Similarly, Olsen et al. reviewed the records of 130 patients who underwent definitive lung cancer SBRT to a single lesion, receiving 18 Gy × 3 fractions for peripheral tumors ( n = 111) and either 9 Gy × 5 fractions ( n = 8) or 10 Gy × 5 fractions ( n = 11) for tumors that were central or near critical structures. The observed local control after 1 or 2 years were, respectively, 75% and 50% for 9 Gy × 5, 100% and 100% for 10 Gy × 5, and 99% and 91% for 18 Gy × 3. No difference in local control or overall survival (OS) was found between the 10 Gy × 5 and 18 Gy × 3 groups, but treatment with 9 Gy × 5 was the only independent prognostic factor for reduced local control on multivariate analysis.

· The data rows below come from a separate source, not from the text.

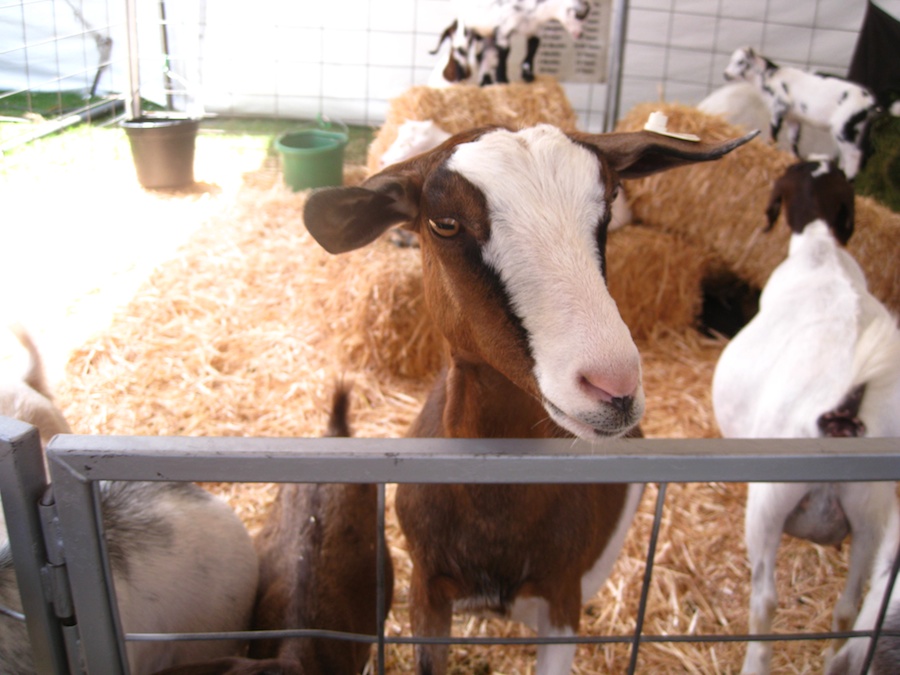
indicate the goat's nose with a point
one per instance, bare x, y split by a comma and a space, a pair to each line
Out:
617, 389
622, 403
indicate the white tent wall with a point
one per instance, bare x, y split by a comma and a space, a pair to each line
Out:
348, 59
50, 45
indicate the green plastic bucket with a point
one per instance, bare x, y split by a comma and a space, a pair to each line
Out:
313, 157
163, 150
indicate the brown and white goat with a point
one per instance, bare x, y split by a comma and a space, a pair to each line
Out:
513, 228
317, 553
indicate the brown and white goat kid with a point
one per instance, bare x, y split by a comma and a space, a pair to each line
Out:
182, 561
317, 553
512, 227
821, 358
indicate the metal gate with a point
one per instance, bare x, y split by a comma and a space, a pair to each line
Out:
69, 510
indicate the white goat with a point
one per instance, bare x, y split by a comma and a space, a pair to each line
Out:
488, 25
318, 550
181, 559
537, 350
794, 96
821, 358
886, 661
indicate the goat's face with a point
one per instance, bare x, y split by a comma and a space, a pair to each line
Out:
810, 191
743, 65
512, 228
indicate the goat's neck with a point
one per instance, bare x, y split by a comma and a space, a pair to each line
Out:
474, 400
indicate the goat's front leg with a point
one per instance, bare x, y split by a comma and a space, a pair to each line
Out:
528, 62
767, 508
556, 659
868, 507
431, 613
778, 109
793, 129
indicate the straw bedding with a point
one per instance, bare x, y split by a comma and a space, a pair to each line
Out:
244, 332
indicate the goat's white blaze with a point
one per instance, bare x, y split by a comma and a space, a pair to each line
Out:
545, 201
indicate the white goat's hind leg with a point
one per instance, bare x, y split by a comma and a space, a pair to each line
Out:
851, 158
553, 659
868, 507
767, 508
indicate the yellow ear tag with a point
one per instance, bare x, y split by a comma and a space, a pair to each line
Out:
657, 124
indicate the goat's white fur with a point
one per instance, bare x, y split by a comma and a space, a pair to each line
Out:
182, 561
795, 96
413, 138
851, 657
417, 136
818, 334
573, 323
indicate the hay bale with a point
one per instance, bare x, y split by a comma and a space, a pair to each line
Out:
376, 295
456, 109
656, 280
720, 206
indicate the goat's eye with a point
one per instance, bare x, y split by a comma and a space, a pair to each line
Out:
445, 227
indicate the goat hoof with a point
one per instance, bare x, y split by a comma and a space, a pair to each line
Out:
841, 425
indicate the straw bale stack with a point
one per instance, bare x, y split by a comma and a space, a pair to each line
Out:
656, 280
720, 206
245, 330
456, 109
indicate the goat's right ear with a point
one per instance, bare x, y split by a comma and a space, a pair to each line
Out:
347, 218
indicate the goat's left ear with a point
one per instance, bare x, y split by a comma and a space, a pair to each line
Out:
774, 207
641, 153
346, 218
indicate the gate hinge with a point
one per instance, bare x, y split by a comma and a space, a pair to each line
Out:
54, 577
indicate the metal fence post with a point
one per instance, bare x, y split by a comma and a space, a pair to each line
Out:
22, 484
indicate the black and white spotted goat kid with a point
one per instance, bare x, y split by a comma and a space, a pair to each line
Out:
482, 31
796, 96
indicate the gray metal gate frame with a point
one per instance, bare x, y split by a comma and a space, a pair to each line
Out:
77, 463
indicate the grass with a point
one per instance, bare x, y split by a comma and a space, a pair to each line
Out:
880, 178
239, 135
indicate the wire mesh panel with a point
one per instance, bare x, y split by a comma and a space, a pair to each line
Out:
61, 63
348, 60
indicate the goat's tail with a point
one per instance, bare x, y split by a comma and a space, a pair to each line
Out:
877, 359
35, 377
338, 424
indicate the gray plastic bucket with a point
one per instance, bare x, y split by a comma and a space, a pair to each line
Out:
163, 150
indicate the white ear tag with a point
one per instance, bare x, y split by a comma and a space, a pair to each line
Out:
657, 124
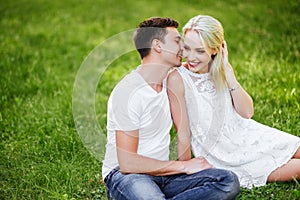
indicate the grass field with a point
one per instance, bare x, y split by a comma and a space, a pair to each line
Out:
44, 43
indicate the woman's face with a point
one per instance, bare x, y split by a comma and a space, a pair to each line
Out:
194, 53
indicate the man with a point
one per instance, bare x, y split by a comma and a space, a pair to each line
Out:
136, 164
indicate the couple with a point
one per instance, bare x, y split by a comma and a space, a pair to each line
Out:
208, 108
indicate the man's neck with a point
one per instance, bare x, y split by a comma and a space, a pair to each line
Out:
153, 74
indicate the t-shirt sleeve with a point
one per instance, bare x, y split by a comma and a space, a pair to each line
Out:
125, 109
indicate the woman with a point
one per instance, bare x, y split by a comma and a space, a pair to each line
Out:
208, 102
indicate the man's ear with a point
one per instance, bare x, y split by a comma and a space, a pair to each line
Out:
156, 45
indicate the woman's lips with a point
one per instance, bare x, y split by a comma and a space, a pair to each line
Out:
193, 64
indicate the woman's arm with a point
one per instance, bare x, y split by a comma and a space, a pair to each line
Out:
241, 100
179, 114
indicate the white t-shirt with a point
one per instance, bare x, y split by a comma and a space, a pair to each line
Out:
134, 105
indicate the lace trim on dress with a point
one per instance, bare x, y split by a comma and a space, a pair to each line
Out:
202, 82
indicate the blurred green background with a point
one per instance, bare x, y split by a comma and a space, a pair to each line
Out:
43, 44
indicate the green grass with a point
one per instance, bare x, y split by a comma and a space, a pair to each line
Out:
43, 44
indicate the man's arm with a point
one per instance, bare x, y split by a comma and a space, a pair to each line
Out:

In yet another study that was particularly robust because of the structured dose escalation within a prospective trial, Rule et al. treated patients with hepatic metastases in 3 consecutive dose-escalation cohorts: 30 Gy in 3 fractions, 50 Gy in 5 fractions, and 60 Gy in 5 fractions. Twenty-seven patients, 9 in each cohort, with 37 lesions were enrolled and treated: 16 men and 11 women; median age 62 (range 48 to 86) years. The most common site of primary disease was colorectal cancer. The 2-year actuarial local control rates were 56%, 89%, and 100% for the 30-Gy, 50-Gy, and 60-Gy cohorts, respectively. There was a statistically significant difference for local control between the 60-Gy and 30-Gy cohorts ( p = 0.009) but not between the 60-Gy and 50-Gy cohorts ( p = 0.56). Thus, taken together, the results of these studies support that SBRT doses in the range of 50 to 54 Gy or higher in 3 to 5 fractions provide superior local control rates than less aggressive regimens for liver and lung lesions.